Il est vrai qu’une éclosion massive peut également faire sortir ces gros poissons, mais vous avez peu de chance de vous rencontrer ensemble au bon moment. Les très grosses truites, méfiantes, ne se déplacent généralement que pour une bouchée qui justifie leur dépense d’énergie ; elles préfèrent se caler l’estomac assez rapidement pour retourner digérer dans leur poste de repos pendant plusieurs jours. Ces beaux poissons sont bien représentés dans certaines rivières de 2ème catégorie, mais les diverses restrictions (fermeture du brochet, pIan saumon...) ne nous permettent pas de les rechercher aux périodes les plus favorables et avec l’assiduité qu’il faudrait employer. Vous pouvez donc rester en 1ère catégorie où, je vous promets, il y a de quoi faire ! Le cannibalisme est chose assez fréquente avec ces gros salmonidés ... Leur capture vous donnera même bonne conscience ! ! ! Quel pêcheur n’a pas eu un jour la désagréable surprise de se faire happer une truite de taille courante par une "mémère" surgie de nulle part ? Même en lui rendant la main, la prise n’est pas souvent assurée... mais il est quand même intéressant de le faire. juste pour voir où elle se dirige !

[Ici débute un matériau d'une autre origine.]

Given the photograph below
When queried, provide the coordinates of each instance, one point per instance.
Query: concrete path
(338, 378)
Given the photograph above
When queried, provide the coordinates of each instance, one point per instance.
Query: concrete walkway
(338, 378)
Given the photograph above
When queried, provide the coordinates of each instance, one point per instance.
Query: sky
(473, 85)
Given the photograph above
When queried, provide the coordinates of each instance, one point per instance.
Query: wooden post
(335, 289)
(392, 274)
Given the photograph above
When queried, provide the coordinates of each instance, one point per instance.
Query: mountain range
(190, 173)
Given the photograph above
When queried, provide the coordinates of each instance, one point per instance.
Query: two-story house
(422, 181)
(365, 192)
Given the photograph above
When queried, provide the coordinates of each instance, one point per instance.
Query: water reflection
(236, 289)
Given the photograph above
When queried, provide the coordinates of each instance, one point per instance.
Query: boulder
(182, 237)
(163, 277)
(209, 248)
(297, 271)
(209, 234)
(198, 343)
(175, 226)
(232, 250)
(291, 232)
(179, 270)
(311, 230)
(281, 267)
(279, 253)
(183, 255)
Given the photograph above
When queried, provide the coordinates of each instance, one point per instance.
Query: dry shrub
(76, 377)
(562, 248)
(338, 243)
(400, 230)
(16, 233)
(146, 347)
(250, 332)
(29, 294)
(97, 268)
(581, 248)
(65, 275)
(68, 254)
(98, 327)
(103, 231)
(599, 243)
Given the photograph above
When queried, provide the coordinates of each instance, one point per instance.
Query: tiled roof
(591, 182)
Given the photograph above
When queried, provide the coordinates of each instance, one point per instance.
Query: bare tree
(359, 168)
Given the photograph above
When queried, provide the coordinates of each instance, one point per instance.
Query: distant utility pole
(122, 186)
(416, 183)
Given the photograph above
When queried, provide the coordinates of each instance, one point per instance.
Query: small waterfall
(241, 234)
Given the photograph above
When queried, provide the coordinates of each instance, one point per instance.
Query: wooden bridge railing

Et là, les hostilités commencent

La technique reine, c’est le poisson mort manié... On pense souvent vairon manié et il est vrai que le vairon prend de beaux, voire de gros poissons ! Mais il reste parfois sans effet face à de grosses truites ayant pris certaines habitudes. Dans les rivières où la truite cohabite avec des cyprinidés, un goujon, un gardon, une ablette, un petit chevesne de huit à dix centimètres font souvent la différence. Pour les rivières qui se jettent dans les lacs de barrage, ayant des remontées de grosses truites lacustres, il ne faut pas hésiter à employer des poissons morts jusqu’à quinze centimètres.

Une chasse à la truite

En effet, seulement quelques postes de certains secteurs seront assidûment et régulièrement prospectés et de façon spécifique. Gardez à l’esprit, cependant, que les postes de chasse de tels poissons sont souvent proportionnels à leur taille et peuvent occuper plusieurs mètres de berge. Soyez discret dans l’approche, perspicace et méthodique, suivez votre intuition. Tout gros poisson supposé, vu, décroché ou cassé doit être harcelé. La technique de "l’emmerdette", chère aux pêcheurs savoyards, se révèle là encore efficace. Le poisson mort manié s’avère absolument imbattable pour traquer ces gros poissons, jouant plutôt sur l’instinct territorial et sur l’agressivité naturelle de ces grosses truites. Il faut le présenter discrètement au ras des berges creuses et des caches profondes, en bordure des grands courants encombrés de blocs, dans les vasques des cascades, et le soir ne pas oublier les grands radiers rapides et peu profonds juste avant la fosse. Il faut prospecter d’amont vers l’aval. C’est une pêche creuse, mais au ralenti oubliez godille et autres bric-à-brac qui ne passeront pas assez profond et beaucoup trop vite. Certaines montures sont à la hauteur des espérances : la célèbre monture Drachkovitch et certains montages casqués se révèlent valables mais accrochent énormément en pêche lente de l’amont vers l’aval et de plus, ont une utilisation spécifique mais limitée. Pour ma part, j’utilise ma monture, adaptable à la demande, sans démontage de la ligne, à la taille des poissons mort utilisés (triple réglable à la profondeur des postes et au débit par changement de la chevrotine de tête). Une petite astuce de ma monture permet la pêche lente d’amont vers l’aval sans trop accrocher.